Solving our economic crisis one job at a time


Remember back a couple of weeks ago when President Barack Obama spoke to the Chamber of Commerce? He reminded them that U.S. companies are sitting on more than $2 trillion, waiting for the economy to improve.

"Many of your own economists and sales people are now forecasting a healthy increase in demand, so I just want to encourage you to get in the game," Obama told the chamber.

Carla Emil heard that.

"I remember I was in the car and I was listening to NPR," she recalled.

She thought, there needs to be some inspiration to get businesses off the dime.

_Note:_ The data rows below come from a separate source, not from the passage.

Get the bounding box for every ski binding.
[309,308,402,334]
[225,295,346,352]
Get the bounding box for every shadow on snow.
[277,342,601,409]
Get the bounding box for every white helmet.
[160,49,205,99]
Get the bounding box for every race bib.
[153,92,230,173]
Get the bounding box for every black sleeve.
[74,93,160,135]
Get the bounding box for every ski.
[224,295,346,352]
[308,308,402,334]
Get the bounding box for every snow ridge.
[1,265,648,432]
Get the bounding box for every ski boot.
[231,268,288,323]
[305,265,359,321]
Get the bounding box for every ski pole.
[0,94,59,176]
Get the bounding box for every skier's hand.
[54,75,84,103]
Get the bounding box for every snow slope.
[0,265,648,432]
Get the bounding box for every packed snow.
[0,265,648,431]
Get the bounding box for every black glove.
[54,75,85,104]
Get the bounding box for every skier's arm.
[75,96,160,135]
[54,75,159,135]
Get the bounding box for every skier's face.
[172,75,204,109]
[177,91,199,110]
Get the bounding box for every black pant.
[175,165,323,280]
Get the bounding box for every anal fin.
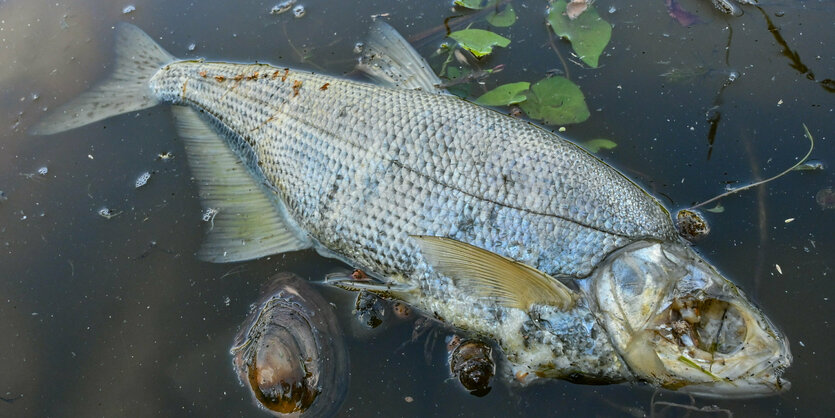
[172,105,311,262]
[413,236,576,310]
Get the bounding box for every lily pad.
[454,0,490,10]
[519,76,590,125]
[449,29,510,58]
[581,138,617,153]
[486,4,517,27]
[547,0,612,68]
[475,82,530,106]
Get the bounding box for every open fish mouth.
[589,240,792,397]
[646,294,792,397]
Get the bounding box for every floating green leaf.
[705,203,725,213]
[449,29,510,57]
[582,138,617,153]
[486,4,517,27]
[519,76,590,125]
[475,82,530,106]
[454,0,490,10]
[547,0,612,68]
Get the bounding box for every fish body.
[33,23,791,397]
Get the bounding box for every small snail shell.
[353,290,386,329]
[447,335,495,397]
[231,273,348,416]
[675,209,710,241]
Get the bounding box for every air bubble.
[122,5,136,14]
[293,5,306,18]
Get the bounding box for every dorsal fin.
[413,236,576,310]
[356,21,446,94]
[171,105,311,262]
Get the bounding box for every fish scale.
[150,61,677,279]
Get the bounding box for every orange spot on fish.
[292,80,303,97]
[320,82,330,91]
[199,70,207,78]
[234,74,244,81]
[281,68,289,82]
[214,75,226,82]
[271,71,280,79]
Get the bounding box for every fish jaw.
[586,240,792,397]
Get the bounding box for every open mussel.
[447,335,495,397]
[231,273,348,416]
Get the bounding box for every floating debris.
[784,218,795,223]
[292,5,306,18]
[775,264,783,275]
[122,4,136,14]
[269,0,296,15]
[0,190,7,201]
[392,302,412,319]
[135,171,151,188]
[156,151,174,161]
[37,166,48,176]
[187,43,196,52]
[793,159,825,171]
[447,335,495,397]
[815,187,835,210]
[675,209,710,241]
[202,208,219,228]
[97,207,121,219]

"I mentioned it to my husband and he said, 'Why don't you do something about it?'" said Emil.

And what she did was write a story that got picked up by The Huffington Post -- a challenge to companies to create just one extra job -- "One job for America."

"And they were very responsive and so that's how it began and that was just last week," said Emil.

Last Thursday, MSNBC picked up on the idea and put Emil and her husband Rich Silverstein on camera. Silverstein, a prominent advertising executive, created a One Job for America website.

In Morgan Hill, the owner of Specialized, a bike company, decided he would take the pledge.

"You know if you really believe something, if you believe you can make something happen, you can make it happen," said bike shop owner Mike Sinyard.

Sinyard has made it happen. This year his bikes ridden by Alberto Contador and Andy Schelck finished first and second in the Tour de France. He says if companies wait on the sidelines waiting to see what will happen, nothing will happen.

"You got to go for it. You got to go for it and make it happen," he said. "So I hope within a few months that we really get a tipping point and things really begin to develop."

As of Tuesday morning, the website showed 78 companies had joined Sinyard in pledging one job for America. By Tuesday afternoon pledges had reached 81.

"I had hoped for more," said Emil. "I'm just an optimistic person."

Emil admits she has high expectations for her simple idea, but then she looked at the list and saw a lot of the companies are small and one job might mean a lot more risk.

"And I thought my goodness, these people are actually making this commitment, taking a chance, and have a belief in this thing. So I'm feeling good," she said.

The thing about Emil's idea is not exclusively about how many jobs are created, but how it promotes optimism and inspiration in place of fear and hesitation.